Last updated: July 2026

Every phase of highway construction that exposes soil — clearing, grading, utility trenching, drainage installation — creates a risk that rainfall will carry sediment off the site and into a stream, storm drain, or adjacent property. Erosion and sediment (E&S) control is not a one-time installation the inspector checks off; it is a system of temporary best management practices (BMPs) that has to be installed correctly, maintained through the life of construction, and kept in place until the disturbed area is permanently stabilized.

Perimeter Control: Silt Fence

Silt fence is a permeable fabric barrier staked along the downhill edge of a disturbed area. It works by slowing sheet flow enough that suspended sediment settles out before the water passes through the fabric — it is a sediment trap, not an erosion preventer, and it does nothing to stop the soil loss happening upslope of it. Correct installation matters as much as placement: the fabric is trenched and keyed into the ground (commonly a minimum of about 6 inches) so water cannot simply flow underneath it, and the fence follows the contour rather than running straight downhill, which would concentrate flow instead of spreading it out.

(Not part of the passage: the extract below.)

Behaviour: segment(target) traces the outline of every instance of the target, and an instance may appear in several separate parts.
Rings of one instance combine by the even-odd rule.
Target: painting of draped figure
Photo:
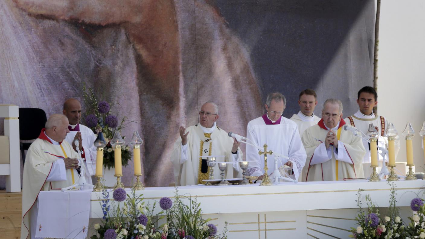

Maintenance is where silt fence most often fails inspection. Sediment trapped behind the fence should be removed — or a second fence installed — once the buildup reaches roughly one-third to one-half of the fence's height. Left longer, the accumulated sediment adds hydraulic load against the fabric, increasing the risk of a blowout that releases everything the fence had trapped in one event. An inspector walking a site after a rain event checks fence height clearance, looks for undercutting or end-runs where water has found a way around the fence, and confirms the fence is still functional rather than buried, torn, or collapsed. Fence that has failed structurally — leaning posts, torn fabric, a washed-out end run — is repaired or replaced immediately rather than left to catch the next storm in a degraded state, because a partially failed BMP can give a false sense of protection while sediment moves past it unnoticed.

Inlet Protection

Once storm drain structures are in the ground, inlet protection keeps sediment-laden runoff from entering the pipe network directly through an open grate or curb inlet before the contributing drainage area is stabilized. Common methods include fabric drop-inlet protection stretched over or around the grate, gravel-bag or block-and-gravel barriers built around the inlet opening, and excelsior or straw-wattle rings. Inlet protection is removed only after the area draining to that structure is stabilized — pulling it early because the pipe "is already installed" defeats its purpose, since the pipe and everything downstream of it is exactly what the device is protecting.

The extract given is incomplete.